Moving onto dessert, granite and ice cream are hugely popular in the sweltering heat, alongside calorie-laden cannoli stuffed with creamy ricotta and cassata, a traditional fruit-studded sweet originating from Palermo. One slightly bizarre Sicilian tradition is to stuff giant slabs of ice cream into a brioche bun instead of a cone. The glutton in me found the idea of this extremely exciting, but in reality the chewy white rolls filled with ice cream felt a step too far – maybe I didn’t get a good one, but on balance I think I’d rather lick it slowly from a cone to really experience the flavour.
One of the joys of visiting another country is trying things you’d never get back home – lemons that large wouldn’t grace our supermarket shelves without some kind of GM warning, and you’d have to head to Billingsgate at 4am for fish that fresh. However holidays can also be a wonderful inspiration for adventures in the kitchen; I’ve now got several ice creams and granite I want to make, and although a lot of the Sicilian bread was slightly dry and undersalted, I loved their use of sesame seeds and will definitely be using them more in my baking.
My first Sicilian-inspired experiment was influenced by was something you see on pretty much every menu on the island, pasta alla Norma, a typical dish from the city of Catania on Sicily’s east coast.

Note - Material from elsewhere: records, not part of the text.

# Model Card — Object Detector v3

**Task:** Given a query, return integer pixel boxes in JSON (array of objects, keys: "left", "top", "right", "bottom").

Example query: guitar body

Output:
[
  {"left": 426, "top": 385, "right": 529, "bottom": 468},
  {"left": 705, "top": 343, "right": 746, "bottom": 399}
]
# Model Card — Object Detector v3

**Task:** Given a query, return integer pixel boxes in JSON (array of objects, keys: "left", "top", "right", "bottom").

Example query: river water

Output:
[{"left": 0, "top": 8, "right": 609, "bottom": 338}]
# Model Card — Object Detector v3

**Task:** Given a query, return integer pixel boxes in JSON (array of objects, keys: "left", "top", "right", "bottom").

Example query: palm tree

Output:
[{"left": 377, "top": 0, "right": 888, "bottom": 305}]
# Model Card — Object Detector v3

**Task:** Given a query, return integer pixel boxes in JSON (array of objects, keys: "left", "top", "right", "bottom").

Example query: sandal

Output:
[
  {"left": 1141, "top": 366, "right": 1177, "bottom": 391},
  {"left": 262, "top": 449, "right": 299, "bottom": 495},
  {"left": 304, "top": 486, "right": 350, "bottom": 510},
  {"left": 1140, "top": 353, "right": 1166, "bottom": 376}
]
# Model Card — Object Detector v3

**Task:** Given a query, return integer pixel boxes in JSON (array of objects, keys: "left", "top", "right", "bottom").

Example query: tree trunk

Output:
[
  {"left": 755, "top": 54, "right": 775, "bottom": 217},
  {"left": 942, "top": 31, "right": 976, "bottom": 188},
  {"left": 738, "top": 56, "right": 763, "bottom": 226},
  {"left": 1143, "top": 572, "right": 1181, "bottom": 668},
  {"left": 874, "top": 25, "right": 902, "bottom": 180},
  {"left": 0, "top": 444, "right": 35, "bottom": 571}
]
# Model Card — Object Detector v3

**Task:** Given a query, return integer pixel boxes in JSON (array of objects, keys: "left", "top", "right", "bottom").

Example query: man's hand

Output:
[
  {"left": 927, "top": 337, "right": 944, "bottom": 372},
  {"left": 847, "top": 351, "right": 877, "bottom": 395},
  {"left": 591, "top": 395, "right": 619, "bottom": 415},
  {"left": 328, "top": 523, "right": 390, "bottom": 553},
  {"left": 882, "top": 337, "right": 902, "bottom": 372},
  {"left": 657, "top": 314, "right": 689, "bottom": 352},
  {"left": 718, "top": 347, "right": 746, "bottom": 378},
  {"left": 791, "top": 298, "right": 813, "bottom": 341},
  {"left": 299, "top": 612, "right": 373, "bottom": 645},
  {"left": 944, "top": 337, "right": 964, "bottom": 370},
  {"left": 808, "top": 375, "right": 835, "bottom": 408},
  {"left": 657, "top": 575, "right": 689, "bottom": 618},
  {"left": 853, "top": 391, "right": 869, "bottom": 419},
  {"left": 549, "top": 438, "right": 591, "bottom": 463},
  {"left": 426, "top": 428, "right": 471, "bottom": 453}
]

Legend has it that Nino Martoglio, an Italian writer and poet, was so delighted when presented with this dish that he compared its splendour with that of the opera Norma, written by Catanese composer Vincenzo Bellini. Pasta and opera, only the Italians could compare the two . . .
Pasta alla norma is packed with powerful flavours, showcasing some of Sicily’s best produce; firm-fleshed aubergines, beautifully ripe tomatoes and basil bursting with flavour. Traditionally the pasta is sprinkled with ricotta salata, a pungent salted cheese, but I find it a little overpowering, so in my version substituted parmesan in its place. I also find fried aubergine can be a little greasy – their dense flesh is always greedy for more oil – so for the dish illustrated above I roasted whole aubergines in foil with garlic, inspired by a recipe I found here. The yielding flesh is then mixed with softened spring onion, garlic, tomato concentrate, basil and capers to create an incredible chunky purée which sits on top of the pasta, stirred through with a beautiful homemade tomato sauce.
This is a dish so simple, there’s really no need for a recipe. Roast the aubergines for around 50 minutes, use the best tomatoes you can find, taste the sauce for seasoning, adding salty studs of capers or even anchovy to bring out the flavour, and make sure you cook your pasta al dente. Pine nuts are also popular in Sicily, and would be delicious sprinkled over the top as you finish the dish with parmesan and basil.
I’ve got a few more Sicily-inspired ideas up my sleeve including a take on arancini, various ice cream flavours, and something involving limoncello. I promise I’ll post proper recipes. But for now I’m indulging in the laid-back laziness of post-holiday bliss.
What places have you visited this summer? And what dishes have you been inspired to recreate? Answers on a postcard please.